Prescription opioid abuse is a serious public health issue, and states and the federal government are currently working on addressing the issue in a variety of ways, from increasing physician training on opioid prescription and establishing prescription guidelines to taking stricter disciplinary measures against physicians accused of prescription opioid abuse.
Last year, for instance, the Centers for Disease Control and Prevention published a set of recommendations for primary care physicians in the prescription of opioids for managing chronic pain. The recommendations address not only when opioids should be prescribed for chronic pain, but also risk assessment and handling patient harm resulting from opioid use. The CDC guideline also makes recommendations for opioid “selection, dosage, duration, follow-up, and discontinuation.”
The CDC recommendations for opioid prescription may be helpful for physicians to an extent, but they are voluntary, meaning that physicians still have to their own exercise discretion in prescribing opioids for chronic pain patients. There is, of course, a need for physicians to exercise sound judgment in prescribing opioids, particularly for patients with chronic pain. As significant as the problem of narcotics prescription abuse is, though, it isn’t always the case that physicians who are accused of prescription abuse are in the wrong.
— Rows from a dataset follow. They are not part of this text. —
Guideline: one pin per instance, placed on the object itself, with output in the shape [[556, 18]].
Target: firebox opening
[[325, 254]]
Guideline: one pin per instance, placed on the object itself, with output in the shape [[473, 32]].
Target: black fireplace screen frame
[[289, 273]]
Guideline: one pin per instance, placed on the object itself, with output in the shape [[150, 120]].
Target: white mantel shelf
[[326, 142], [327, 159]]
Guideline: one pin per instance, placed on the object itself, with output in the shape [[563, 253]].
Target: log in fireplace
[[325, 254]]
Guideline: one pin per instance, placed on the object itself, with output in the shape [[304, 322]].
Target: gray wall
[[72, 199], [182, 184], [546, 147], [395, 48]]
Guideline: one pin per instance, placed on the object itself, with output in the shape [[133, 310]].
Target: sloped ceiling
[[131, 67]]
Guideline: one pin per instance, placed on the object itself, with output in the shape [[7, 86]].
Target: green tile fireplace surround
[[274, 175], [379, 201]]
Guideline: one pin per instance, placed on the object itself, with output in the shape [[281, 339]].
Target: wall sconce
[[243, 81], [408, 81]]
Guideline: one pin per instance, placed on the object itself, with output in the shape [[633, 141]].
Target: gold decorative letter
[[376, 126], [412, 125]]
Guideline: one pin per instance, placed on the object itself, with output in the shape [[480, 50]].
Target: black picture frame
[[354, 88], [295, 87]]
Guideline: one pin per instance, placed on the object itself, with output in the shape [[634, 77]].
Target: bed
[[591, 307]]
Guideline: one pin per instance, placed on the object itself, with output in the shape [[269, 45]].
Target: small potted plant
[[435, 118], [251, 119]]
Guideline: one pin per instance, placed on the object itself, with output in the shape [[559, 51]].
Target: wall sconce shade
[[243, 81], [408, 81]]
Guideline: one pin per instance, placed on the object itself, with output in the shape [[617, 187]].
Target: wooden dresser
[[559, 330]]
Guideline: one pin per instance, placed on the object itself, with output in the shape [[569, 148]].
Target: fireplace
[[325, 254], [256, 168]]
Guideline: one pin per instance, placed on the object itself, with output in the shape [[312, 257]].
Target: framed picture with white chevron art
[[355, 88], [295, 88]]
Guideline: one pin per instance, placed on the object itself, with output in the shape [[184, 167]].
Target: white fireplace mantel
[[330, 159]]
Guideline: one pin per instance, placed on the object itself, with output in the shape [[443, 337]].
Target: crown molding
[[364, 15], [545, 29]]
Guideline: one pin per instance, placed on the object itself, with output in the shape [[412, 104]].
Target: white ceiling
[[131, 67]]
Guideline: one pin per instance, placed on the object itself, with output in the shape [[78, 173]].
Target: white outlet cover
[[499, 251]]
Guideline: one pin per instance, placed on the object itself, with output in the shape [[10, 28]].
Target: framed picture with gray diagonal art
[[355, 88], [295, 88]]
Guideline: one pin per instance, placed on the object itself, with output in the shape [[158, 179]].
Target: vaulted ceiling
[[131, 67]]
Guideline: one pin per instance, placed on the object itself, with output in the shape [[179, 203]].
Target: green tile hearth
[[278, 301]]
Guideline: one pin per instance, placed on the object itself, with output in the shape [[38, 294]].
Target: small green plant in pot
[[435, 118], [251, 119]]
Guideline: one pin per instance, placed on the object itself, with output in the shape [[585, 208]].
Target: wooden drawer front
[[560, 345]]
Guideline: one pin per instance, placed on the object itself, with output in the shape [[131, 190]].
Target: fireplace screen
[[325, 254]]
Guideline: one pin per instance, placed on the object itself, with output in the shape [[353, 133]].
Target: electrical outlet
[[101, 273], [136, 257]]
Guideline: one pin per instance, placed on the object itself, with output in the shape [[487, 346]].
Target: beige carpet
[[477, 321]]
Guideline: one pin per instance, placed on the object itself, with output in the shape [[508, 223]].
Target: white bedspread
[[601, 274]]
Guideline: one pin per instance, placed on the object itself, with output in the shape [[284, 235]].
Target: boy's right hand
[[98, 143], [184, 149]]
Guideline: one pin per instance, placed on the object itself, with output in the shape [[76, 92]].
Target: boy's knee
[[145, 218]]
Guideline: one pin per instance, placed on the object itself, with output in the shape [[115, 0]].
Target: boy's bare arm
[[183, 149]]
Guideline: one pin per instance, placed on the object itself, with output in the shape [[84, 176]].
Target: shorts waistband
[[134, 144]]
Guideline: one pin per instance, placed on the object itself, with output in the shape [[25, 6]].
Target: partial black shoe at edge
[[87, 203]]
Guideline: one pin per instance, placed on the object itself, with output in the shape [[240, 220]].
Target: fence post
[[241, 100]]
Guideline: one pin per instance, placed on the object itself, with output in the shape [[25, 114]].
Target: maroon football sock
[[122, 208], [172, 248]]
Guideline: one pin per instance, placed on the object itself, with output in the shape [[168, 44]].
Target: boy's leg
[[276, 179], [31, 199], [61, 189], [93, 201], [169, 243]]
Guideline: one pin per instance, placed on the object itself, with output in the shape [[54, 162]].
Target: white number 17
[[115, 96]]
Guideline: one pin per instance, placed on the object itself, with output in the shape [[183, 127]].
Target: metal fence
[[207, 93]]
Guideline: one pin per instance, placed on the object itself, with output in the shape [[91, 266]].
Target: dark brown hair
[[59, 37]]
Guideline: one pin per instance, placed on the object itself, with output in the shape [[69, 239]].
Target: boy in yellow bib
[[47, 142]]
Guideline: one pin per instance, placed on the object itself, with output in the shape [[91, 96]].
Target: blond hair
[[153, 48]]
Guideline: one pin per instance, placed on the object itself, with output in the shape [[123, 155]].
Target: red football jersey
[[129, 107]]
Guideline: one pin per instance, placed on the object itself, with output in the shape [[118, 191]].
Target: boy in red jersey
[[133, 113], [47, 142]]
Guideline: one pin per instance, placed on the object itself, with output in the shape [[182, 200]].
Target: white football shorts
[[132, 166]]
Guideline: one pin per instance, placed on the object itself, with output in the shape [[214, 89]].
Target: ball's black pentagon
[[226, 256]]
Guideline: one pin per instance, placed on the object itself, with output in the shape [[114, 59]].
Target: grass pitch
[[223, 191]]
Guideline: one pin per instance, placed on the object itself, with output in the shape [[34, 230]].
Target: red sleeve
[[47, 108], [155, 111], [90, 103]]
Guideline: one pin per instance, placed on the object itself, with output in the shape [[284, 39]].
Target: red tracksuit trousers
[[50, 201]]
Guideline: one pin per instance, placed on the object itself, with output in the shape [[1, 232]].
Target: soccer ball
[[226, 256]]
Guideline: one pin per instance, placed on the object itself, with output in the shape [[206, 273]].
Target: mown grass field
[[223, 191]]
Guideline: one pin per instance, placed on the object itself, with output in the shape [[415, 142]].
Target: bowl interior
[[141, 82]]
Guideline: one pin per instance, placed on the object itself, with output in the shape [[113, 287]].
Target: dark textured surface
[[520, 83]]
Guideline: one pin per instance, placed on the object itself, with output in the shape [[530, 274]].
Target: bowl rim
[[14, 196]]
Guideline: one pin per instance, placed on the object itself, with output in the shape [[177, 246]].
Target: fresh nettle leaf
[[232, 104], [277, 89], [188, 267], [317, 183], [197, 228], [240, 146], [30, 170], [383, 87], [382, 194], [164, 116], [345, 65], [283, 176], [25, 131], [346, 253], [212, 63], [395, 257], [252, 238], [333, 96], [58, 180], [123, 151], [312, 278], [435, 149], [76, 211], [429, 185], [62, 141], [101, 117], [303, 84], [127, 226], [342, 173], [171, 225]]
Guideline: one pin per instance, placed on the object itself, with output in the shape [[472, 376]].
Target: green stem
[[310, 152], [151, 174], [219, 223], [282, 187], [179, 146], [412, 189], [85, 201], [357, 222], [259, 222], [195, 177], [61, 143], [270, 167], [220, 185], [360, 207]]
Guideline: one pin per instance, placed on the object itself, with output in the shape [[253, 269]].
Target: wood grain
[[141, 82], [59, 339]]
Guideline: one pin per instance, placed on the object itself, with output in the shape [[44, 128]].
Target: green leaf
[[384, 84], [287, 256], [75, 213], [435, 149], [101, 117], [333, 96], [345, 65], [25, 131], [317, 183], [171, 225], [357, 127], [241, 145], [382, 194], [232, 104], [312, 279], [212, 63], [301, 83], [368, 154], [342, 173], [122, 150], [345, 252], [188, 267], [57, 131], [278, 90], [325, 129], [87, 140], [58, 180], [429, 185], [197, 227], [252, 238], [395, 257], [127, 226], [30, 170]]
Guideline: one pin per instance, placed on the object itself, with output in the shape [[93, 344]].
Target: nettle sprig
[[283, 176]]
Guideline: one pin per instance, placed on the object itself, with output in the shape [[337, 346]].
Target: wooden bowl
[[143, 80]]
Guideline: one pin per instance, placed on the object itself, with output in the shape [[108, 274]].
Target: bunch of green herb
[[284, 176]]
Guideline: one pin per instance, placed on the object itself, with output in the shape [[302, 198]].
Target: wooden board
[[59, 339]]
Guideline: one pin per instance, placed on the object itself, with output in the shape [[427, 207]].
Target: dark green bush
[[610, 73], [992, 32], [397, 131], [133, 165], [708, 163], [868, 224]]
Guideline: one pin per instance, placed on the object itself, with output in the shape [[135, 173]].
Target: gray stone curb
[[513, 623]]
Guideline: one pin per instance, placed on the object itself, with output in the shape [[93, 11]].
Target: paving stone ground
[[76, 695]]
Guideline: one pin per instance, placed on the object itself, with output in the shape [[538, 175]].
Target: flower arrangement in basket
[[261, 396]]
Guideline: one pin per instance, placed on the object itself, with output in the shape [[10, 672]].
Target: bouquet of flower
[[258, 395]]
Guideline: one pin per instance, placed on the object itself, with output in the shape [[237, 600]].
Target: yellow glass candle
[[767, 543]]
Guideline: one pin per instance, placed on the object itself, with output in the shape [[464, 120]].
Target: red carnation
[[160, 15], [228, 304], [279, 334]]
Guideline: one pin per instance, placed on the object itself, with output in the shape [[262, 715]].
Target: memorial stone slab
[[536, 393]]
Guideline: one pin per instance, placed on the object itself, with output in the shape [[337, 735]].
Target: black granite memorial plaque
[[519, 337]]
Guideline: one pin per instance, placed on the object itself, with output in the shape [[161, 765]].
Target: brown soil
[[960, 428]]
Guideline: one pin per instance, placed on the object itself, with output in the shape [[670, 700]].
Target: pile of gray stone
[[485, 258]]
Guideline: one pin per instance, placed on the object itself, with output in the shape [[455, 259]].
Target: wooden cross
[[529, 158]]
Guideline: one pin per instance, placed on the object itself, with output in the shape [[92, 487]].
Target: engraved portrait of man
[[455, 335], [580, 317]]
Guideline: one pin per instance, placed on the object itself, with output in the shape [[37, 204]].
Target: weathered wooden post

There can certainly be valid disagreements between physicians about prescribing opioids, particularly when it comes to managing chronic pain. Some physicians may take a very conservative approach, avoiding the prescription of narcotics whenever possible. Others are more liberal in their approach to narcotics prescription, though without being abusive. Exactly where the line needs to be drawn is not always clear, and this can sometimes result in problems for physicians who are just trying to help their patients.